このまま過去に囚われるくらいならもう死んでしまおう。最近そう考えることが多くなった。そんなある日のことだ。一通のメールが高校で同じ部活だった友人から届いた。「後藤が亡くなった」その文面の意味を理解するまでに時間がかかった。後藤は俺が高校時代に弟のようにかわいがっていた後輩だった。サッカーを辞めてからは自分が本当は何の取り柄もない人間だということを知られたくなくて連絡すら取っていなかった。後藤ならきっとうまくやっている。勝手にそう考えていた。しかし現実は残酷なものだった。昨年の冬、末期の癌が見つかったのだという。それが原因で一年近く踏ん張ったものの亡くなっていしまったというのだ。もっと近くにいてあげればよかったという後悔から、せめて最後だけは近くにいようと思い、三日後に行われる葬儀に出席することを決意した。

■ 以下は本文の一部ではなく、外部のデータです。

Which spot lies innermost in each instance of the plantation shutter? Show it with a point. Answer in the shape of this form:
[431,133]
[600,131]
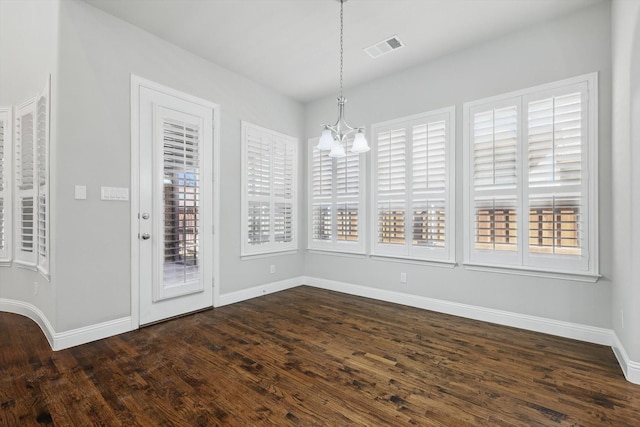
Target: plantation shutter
[42,175]
[413,200]
[494,187]
[557,190]
[391,188]
[181,197]
[269,196]
[283,161]
[336,200]
[321,196]
[531,203]
[258,164]
[429,184]
[6,130]
[25,235]
[348,196]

 葬儀では高校時代のチームメイトや恩師の顧問の先生など知った顔を見ることが出来た。しかし俺は他の者のように現状報告しあえるような状態ではなかった。それほどまでに自分に自信を無くしていた。葬儀が進むにつれて会場は悲しみに包まれていった。まもなく終わりが来るというときの事だ。後藤の妻と思しき人物がマイクをとった。「主人は生前、お世話になった人に感謝を申し上げたいと言い、百人近くに手紙を書いていました。ここでその一部を読ませていただけると幸いです。」後藤からの手紙、俺への手紙はあるのだろうか。そう考えながら読み上げられる手紙の内容に耳を傾けた。一通目は両親への感謝の手紙だった。その内容はとても前向きなものだったが無理に明るく書いていることが伝わってきて一層辛さを助長させ、悲しくなった。二通目は高校時代の恩師への手紙だった。内容は両親へ宛てられた手紙に似ていたが俺には親近感の湧く話だったため涙が出そうになった。そして三通目、次は誰への手紙なのだろう。「次に読みますのは高校時代の部活の先輩に当たる佐々木栄治様に宛てられた手紙です。」俺だ。俺にも手紙を書いていてくれたのか。その内容を聞くのがとても怖かった。今の自分はきっと後藤が想像している俺ではないからだ。「佐々木先輩へ。 先輩、元気ですか?僕はもうダメそうです。先輩は高校の時に僕によく、誰にも負けるなって言ってくれました。僕、先輩達が最後の大会で本当に誰にも負けなかった姿見て、自分も絶対誰にも負けないぞって誓ったんです。でも今回ばかりは勝つことが出来なそうです。ごめんなさい。僕、この前たまたま病室の窓から先輩を見たんです。先輩がスーツを着た中年の男性に必死になって謝っているところ見たんです。先輩のあんな姿初めて見たから複雑な気持ちになりました。先輩のことだからきっとどこかの大手企業で高校の時のようにエースになっていると思っていました。少し残念な気持ちもありました。でも今一番苦しいのはきっと先輩自身ですよね。きっと先輩は今、過去の先輩に対する敗北感のようなものを味わっているのかもしれません。違ったらごめんなさい。でも最後に一つだけ言わせてください。先輩が僕に最後に大会で優勝した後に言ってくれた言葉です。諦めるな。諦めたら絶対に勝つことはできない。諦めずに歯を食いしばって戦い続けろ。そしたら絶対に勝つことが出来る。敗者っていうのは途中で戦いを諦めた人間のことだ。懐かしいですね(笑) 先輩、誰にも、そして何より自分自身に負けないでください。後藤より。」 涙が止まらなかった。一番辛いはずの後藤が俺を気にかけていてくれたこと、後藤が俺が今枯れた花のような人間になっている事実を知っていたこと、そして何より自分が一番大切にしていた考えを思い出させてくれたこと、手紙の内容は簡単に死のうと考えていた自分を百八十度変えさせてくれるものだった。俺は絶対に諦めない。向こうで見ている後藤のためにも、誰にも負けない存在であり続けてやる。過去の自分に打ち勝ってやる。そう決心した。